JAKARTA – Menteri Keuangan Sri Mulyani sudah menetapkan kenaikan tarif jual eceran (HJE) rokok pada tahun 2025.Ketentuan itu tertuang pada Peraturan Menteri Keuangan (PMK) Nomor 97 Tahun 2024 yang digunakan diteken Sri Mulyani pada 4 Desember 2024. Dalam PMK itu pemerintah memutuskan bukan meninggal tarif cukai hasil tembakau (CHT).
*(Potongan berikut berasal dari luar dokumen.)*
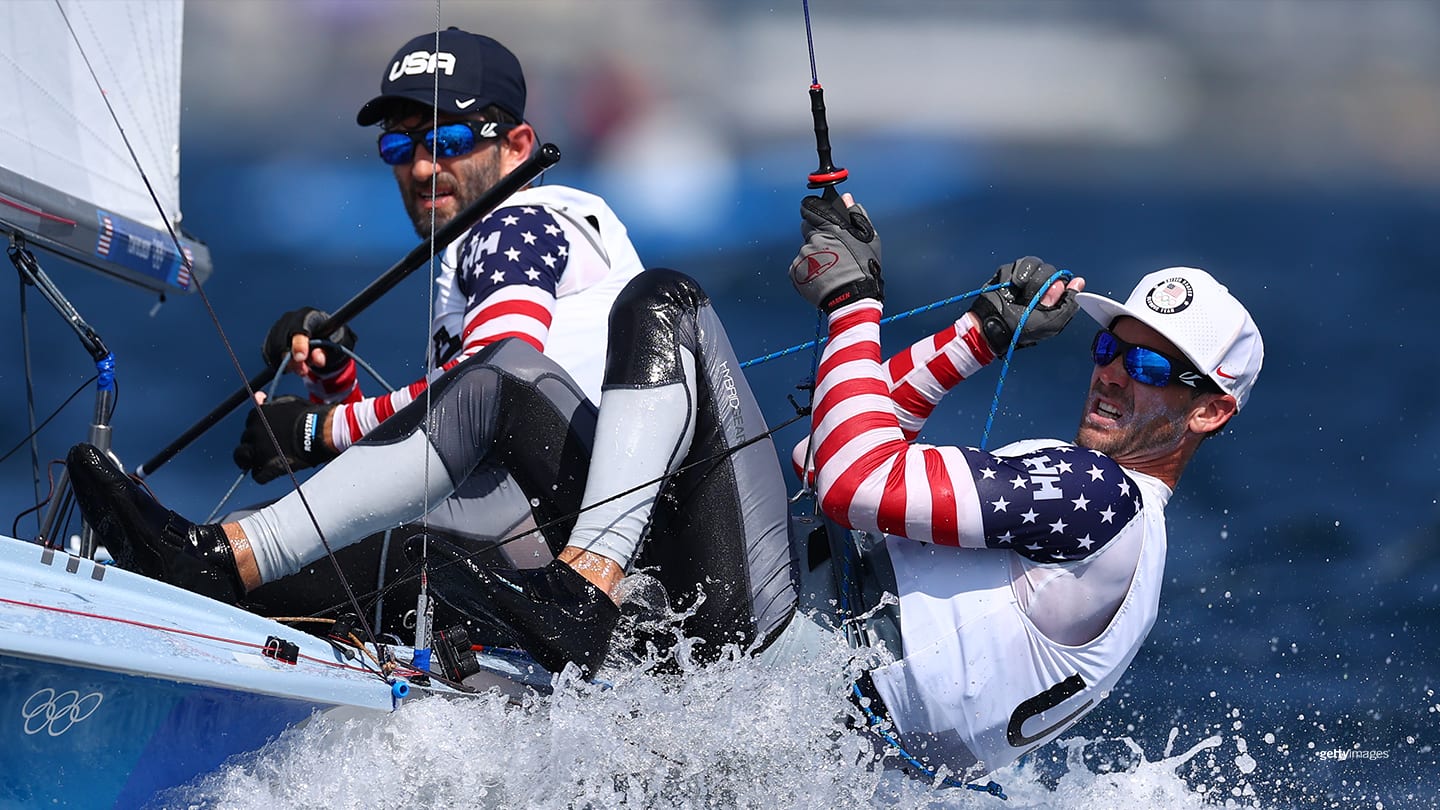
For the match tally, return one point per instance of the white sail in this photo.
(92, 127)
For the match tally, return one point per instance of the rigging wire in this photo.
(209, 307)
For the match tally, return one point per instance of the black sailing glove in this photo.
(840, 260)
(1000, 310)
(306, 320)
(298, 428)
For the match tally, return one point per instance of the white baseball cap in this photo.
(1200, 317)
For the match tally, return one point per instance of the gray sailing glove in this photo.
(1000, 310)
(840, 260)
(306, 320)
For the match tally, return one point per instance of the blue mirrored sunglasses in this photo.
(447, 140)
(1144, 363)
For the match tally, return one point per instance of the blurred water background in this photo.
(1292, 147)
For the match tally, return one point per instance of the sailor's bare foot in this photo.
(599, 571)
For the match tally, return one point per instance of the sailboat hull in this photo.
(114, 686)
Namun, pemerintah meninggal nilai jual eceran (HJE) hampir seluruh barang tembakau yang dimaksud mulai berlaku 1 Januari 2025.
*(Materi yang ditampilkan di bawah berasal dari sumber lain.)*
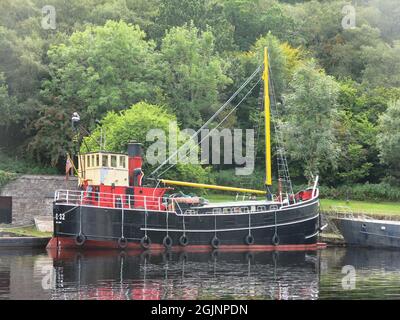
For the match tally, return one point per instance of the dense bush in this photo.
(362, 192)
(6, 177)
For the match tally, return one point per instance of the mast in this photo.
(267, 119)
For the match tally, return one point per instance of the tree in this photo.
(194, 74)
(7, 103)
(310, 114)
(383, 65)
(103, 68)
(135, 124)
(388, 140)
(99, 69)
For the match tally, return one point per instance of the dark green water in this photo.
(333, 273)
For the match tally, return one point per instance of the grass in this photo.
(30, 231)
(366, 207)
(378, 208)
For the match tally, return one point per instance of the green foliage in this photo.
(134, 124)
(310, 115)
(194, 74)
(103, 68)
(6, 177)
(362, 192)
(106, 55)
(389, 138)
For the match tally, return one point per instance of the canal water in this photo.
(333, 273)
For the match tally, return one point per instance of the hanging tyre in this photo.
(249, 239)
(122, 243)
(183, 240)
(167, 242)
(80, 239)
(215, 242)
(145, 242)
(275, 240)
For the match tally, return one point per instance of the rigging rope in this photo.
(213, 129)
(209, 120)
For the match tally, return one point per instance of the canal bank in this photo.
(30, 196)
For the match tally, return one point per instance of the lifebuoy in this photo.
(215, 242)
(275, 240)
(145, 242)
(122, 243)
(80, 239)
(249, 239)
(167, 242)
(183, 240)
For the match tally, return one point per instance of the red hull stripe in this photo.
(69, 243)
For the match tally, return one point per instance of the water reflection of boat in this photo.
(185, 275)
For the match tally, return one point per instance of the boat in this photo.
(367, 232)
(117, 208)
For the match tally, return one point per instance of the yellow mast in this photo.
(267, 114)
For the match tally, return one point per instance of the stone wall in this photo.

Menyikapi PMK 97/2024, Kepala Pusat Industri Perdagangan & Penyertaan Modal Institute for Development of Economics and Finance(Indef), Andry Satrio Nugroho, berpandangan ada yang tersebut mengganjal dengan naiknya tarif HJE. Menaikkan HJE menurut pemerintah salah satu upaya yang dimaksud didorong untuk memenuhi pilar pengendalian.
“Dengan menggunakan alasan pengendalian untuk meningkatkan HJE, namun mengganggu pilar yang mana lain, yakni pilar pengendalian rokok ilegal. Dengan meningkatkan HJE, tarif rokok akan tetap saja naik,” kata Andry Satrio pada keterangannya, dikutipkan Hari Minggu (15/12/2024).
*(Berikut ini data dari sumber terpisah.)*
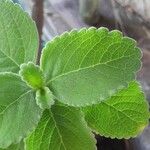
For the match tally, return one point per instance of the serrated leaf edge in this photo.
(124, 137)
(74, 31)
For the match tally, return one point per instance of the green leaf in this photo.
(44, 98)
(18, 37)
(19, 113)
(32, 75)
(61, 128)
(87, 66)
(19, 146)
(124, 115)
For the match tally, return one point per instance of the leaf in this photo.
(61, 128)
(18, 37)
(19, 113)
(44, 98)
(19, 146)
(124, 115)
(32, 75)
(87, 66)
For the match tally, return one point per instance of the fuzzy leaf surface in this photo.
(18, 37)
(124, 115)
(19, 113)
(61, 128)
(87, 66)
(19, 146)
(32, 75)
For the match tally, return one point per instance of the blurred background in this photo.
(132, 17)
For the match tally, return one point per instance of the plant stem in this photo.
(38, 17)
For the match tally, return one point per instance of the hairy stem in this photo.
(38, 17)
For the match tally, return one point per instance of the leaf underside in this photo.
(18, 37)
(17, 103)
(124, 115)
(87, 66)
(61, 128)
Menurutnya, dengan adanya perbedaan yang cukup berjauhan antara nilai tukar rokok legal dengan rokok ilegal, maka semakin menggalakkan rakyat untuk mengkonsumsi rokok bodong. Perlu dicatat, lingkungan rokok ilegal sudah ada sangat massif.
Andry mengatakan, rokok ilegal menyebabkan kebocoran penerimaan negara tak hanya sekali oleh sebab itu tak kena cukai, tetapi juga lepas dari pajak pertambahan nilai (PPN). Kondisi itu berdampak negatif bagi penerimaan negara, mengingat cukai rokok berkontribusi besar, berrsama dengan penerimaan PPN kemudian pajak penghasilan (PPh).
Dia pesimistis target penerimaan CHT tahun 2025 sebesar Rp230,09 triliun sebagaimana tertuang pada Perpres No. 201/2024 tentang Rincian APBN 2025, akan sulit tercapai. sebab itu kenaikan HJE menciptakan penduduk pindah dari rokok legal ke rokok ilegal.
“Pasti negara akan kehilangan penerimaan bukan hanya sekali dari cukai, tetapi dari PPN. Jadi, pemerintah harus segera melakukan upaya yangextra ordinary.Jika tidak, tentunya ke depan kebocoran terkait dengan penerimaan negara itu juga pasti tak akan teratasi,” katanya.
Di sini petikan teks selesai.